Professional treatment

The purpose of treatment is to alleviate the consequences and complications of spinal cord injury. Early patient mobilisation, rehabilitation and psychological support are important.

Serious spinal cord injuries with present neurological deficits are a major change in human life that has a negative impact on the mental state. And from several aspects.

Professional help is given at the location of the accident by means of care, positioning and fixing the victim to get ready for transport.

The victim is intubated (with a cannula for tracheal intubation) to bring breathing under control in case of a respiratory arrest or difficulty breathing.

This is followed by a check on vital signs that will determine further professional treatment. The first neurological examination is performed both on site and in the hospital.

Corticosteroids, oxygen, shock therapy, fluid replacement, and lost blood replacement are given as part of pharmacological treatment.

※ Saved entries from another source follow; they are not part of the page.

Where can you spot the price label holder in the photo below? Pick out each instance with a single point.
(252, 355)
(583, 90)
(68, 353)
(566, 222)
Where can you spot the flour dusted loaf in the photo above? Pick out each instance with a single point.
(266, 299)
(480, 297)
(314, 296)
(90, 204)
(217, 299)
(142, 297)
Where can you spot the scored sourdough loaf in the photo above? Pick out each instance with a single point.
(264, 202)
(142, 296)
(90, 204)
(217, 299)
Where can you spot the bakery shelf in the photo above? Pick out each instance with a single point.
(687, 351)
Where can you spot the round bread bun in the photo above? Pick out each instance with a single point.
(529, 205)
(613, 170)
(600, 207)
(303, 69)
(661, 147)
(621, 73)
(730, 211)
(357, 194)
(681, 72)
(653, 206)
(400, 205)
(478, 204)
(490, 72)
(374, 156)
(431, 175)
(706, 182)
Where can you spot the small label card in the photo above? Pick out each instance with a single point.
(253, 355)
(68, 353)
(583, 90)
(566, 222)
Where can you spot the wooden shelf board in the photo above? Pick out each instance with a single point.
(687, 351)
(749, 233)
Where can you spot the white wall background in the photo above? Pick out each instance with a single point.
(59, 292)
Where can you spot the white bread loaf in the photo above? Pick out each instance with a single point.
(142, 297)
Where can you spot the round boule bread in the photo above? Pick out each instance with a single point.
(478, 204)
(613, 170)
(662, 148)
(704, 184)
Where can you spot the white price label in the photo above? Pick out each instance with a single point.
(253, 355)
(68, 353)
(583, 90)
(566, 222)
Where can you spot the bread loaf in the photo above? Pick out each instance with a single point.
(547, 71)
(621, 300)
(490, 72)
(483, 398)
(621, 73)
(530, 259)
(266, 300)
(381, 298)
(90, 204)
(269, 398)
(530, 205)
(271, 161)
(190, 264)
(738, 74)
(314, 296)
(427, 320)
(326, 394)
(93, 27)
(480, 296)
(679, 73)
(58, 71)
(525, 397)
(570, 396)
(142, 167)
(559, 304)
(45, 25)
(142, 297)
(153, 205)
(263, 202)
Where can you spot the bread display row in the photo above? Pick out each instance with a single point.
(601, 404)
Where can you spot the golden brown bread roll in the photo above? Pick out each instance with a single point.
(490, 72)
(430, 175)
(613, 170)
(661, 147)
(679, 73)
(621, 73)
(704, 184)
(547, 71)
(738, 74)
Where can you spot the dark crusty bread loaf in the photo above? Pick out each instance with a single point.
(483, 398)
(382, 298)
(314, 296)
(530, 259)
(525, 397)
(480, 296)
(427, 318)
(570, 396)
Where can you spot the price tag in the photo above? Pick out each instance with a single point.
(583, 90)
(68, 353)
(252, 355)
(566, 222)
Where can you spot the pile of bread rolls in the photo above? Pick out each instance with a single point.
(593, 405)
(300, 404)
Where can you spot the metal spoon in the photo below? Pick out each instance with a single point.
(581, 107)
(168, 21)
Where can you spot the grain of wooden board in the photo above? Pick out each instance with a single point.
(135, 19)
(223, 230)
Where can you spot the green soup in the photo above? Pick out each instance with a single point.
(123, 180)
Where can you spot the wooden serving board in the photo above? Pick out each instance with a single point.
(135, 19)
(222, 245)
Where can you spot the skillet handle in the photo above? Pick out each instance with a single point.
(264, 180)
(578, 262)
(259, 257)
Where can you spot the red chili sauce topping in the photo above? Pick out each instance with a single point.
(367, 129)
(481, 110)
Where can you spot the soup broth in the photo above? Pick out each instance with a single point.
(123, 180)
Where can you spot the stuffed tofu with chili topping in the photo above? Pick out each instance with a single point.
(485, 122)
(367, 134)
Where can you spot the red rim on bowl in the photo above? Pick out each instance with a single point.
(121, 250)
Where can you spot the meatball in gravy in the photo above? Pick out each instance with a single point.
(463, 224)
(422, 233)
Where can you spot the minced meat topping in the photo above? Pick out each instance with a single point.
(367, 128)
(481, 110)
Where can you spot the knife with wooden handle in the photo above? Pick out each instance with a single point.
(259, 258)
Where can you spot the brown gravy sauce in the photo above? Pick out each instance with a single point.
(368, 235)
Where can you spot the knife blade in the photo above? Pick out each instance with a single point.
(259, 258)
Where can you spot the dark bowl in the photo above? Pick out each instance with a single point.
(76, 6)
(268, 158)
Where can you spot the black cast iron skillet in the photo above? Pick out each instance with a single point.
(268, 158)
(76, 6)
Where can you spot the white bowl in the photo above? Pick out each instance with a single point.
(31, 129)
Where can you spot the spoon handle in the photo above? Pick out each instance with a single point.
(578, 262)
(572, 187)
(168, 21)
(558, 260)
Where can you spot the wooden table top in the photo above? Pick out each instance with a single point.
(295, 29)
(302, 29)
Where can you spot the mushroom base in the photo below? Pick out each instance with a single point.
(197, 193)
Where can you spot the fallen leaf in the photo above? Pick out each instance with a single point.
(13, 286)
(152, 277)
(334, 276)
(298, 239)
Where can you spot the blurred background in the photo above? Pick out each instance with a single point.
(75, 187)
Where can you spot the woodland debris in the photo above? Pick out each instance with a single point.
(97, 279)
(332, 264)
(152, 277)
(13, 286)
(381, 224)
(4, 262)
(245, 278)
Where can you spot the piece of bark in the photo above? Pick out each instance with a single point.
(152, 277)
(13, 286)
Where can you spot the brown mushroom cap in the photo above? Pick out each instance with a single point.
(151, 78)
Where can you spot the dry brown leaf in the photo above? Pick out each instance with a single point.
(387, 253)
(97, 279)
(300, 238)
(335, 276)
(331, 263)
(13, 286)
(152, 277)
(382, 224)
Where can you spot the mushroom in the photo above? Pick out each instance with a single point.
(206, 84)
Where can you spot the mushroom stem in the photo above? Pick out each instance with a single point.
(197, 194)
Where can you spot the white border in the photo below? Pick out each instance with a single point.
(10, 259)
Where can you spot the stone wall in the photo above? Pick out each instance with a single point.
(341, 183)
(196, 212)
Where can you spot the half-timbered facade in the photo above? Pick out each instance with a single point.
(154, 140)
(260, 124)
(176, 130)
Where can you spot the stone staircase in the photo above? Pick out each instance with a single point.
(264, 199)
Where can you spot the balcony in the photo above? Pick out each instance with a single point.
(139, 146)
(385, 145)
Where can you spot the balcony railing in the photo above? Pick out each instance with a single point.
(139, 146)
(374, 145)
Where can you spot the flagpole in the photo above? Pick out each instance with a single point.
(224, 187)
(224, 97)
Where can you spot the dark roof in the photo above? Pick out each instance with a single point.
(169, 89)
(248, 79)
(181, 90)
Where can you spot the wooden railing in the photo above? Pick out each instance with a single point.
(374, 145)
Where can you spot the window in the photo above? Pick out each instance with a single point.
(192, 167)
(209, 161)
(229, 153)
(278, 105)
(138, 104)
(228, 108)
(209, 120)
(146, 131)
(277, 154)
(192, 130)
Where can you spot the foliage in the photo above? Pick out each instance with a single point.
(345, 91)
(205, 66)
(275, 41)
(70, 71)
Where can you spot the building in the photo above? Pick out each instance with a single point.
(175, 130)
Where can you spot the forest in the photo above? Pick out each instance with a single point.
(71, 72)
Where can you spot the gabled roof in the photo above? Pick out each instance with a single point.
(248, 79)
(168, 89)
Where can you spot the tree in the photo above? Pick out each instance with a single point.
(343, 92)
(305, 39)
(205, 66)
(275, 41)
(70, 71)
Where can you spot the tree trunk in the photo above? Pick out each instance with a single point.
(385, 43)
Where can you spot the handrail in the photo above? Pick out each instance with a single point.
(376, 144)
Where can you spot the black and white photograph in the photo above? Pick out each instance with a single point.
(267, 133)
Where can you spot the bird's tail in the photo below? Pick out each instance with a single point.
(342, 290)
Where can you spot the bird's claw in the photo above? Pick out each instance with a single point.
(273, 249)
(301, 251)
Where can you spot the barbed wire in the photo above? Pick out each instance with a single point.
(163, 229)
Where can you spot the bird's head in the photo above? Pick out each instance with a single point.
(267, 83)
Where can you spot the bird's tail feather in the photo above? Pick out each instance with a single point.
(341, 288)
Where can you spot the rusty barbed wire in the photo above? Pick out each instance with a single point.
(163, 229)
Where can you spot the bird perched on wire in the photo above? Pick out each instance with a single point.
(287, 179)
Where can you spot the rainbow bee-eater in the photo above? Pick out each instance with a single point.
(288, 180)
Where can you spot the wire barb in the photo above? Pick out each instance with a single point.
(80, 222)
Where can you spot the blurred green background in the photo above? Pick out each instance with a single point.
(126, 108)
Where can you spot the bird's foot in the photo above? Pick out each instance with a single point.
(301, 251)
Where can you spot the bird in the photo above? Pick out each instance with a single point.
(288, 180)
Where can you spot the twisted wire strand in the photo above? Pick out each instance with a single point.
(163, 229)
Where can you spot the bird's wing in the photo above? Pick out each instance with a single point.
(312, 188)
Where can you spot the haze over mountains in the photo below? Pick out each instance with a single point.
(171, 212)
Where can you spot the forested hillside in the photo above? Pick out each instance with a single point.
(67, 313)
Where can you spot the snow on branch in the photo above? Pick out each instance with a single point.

If necessary, neurosurgery is performed, e.g. to stabilise the spine and decompress, i.e. release the pressure in, the spinal cord.

Later on during the treatment, rehabilitation, nursing care, repositioning and prevention of pressure ulcers (bedsores)are all very important as the patient is immobilised.

Besides preventing bedsores, it is important to take certain measures to prevent immobilised people from developing pneumonia, urinary tract infections, bedsores on the skin, and get them used to drinking lots of fluids.